In der „Walküre“ wird entwickelt, wie die Walküre Brynhild dazu kommt, sich Wodans Willen zu widersetzen, so daß sie vom Gotte bestraft und in Schlaf versenkt wird; diese von uns als jüngste Fassung charakterisierte Form der Brynhild-Geschichte hat Wagner als Grundlage gewählt, weil der Gott hier tätig eingreift; Wagner geht von der Voraussetzung aus, daß die Beziehungen der Nibelungensage zu den Göttern alt seien; ja, er hat die Entwicklung der Nibelungengeschichte direkt als einen Teil der Entwicklung der Göttergeschichte hingestellt.
Im zweiten Hauptteile „Siegfried“ wird dann geschildert, wie der junge Siegfried aufwächst, den Drachen tötet und die Walküre befreit.

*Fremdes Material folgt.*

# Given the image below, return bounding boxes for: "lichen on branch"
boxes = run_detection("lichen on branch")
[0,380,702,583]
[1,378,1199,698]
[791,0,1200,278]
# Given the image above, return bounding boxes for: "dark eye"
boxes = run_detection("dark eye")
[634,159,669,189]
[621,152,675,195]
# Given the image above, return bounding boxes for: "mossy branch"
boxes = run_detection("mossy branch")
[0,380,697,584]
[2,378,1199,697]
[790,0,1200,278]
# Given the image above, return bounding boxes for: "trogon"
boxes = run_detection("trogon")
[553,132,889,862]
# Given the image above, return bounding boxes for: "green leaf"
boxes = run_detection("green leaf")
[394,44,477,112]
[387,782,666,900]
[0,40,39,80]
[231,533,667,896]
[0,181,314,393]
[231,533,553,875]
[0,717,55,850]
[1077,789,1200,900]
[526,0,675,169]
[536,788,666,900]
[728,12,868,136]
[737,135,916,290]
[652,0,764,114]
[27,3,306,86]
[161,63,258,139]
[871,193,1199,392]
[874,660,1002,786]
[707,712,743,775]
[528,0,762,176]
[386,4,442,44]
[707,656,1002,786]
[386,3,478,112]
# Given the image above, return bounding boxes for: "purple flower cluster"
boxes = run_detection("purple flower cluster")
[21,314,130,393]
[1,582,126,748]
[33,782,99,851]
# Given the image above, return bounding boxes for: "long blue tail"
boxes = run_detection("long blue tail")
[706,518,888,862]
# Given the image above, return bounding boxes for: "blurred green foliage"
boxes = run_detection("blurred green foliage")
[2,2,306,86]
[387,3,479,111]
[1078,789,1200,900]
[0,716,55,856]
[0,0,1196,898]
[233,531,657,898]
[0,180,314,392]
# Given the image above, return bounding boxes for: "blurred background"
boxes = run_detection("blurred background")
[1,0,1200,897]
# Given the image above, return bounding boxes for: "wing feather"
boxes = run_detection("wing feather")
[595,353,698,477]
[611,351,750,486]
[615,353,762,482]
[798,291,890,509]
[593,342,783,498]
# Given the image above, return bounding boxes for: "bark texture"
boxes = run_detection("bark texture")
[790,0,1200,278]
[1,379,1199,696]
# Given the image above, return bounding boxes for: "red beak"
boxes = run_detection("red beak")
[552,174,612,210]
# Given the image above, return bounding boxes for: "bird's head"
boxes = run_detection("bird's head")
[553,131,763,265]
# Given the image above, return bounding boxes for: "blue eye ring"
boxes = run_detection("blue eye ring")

Im dritten Teile sehen wir ihn zunächst die Walküre verlassen und dann plötzlich in die Gewalt der Gegner verfallen, die dargestellt werden als echte Nibelungen, als Angehörige des ursprünglichen Besitzers des Ringes. „Götterdämmerung“ heißt dieser letzte Teil, weil mit dem Untergange Siegfrieds der Untergang der alten Götterwelt nach Wagners Auffassung besiegelt ist; unter „Götterdämmerung“ versteht man infolge eines seltsamen Irrtums die Eschatologie der Nordgermanen. Ursprünglich lautet das Wort, das man sich mit „Götterdämmerung“ wiederzugeben gewöhnt hat, ragna rok, d. i. Götterschicksal, also ein ganz passender Ausdruck für das, was man sich in der spätnordischen Zeit kurz vor Einführung des Christentums als Entwicklung der Götterwelt dachte; später mißverstand man ihn, weil man nicht mehr ragna rok las, sondern ragna rökkr, d. i. Götterverfinsterung; diesen an sich kaum verständlichen Ausdruck hat man im Deutschen mit „Götterdämmerung“ wiedergegeben;[S. 132] so hat dies Wort den Sinn von „Weltuntergang“ erlangt.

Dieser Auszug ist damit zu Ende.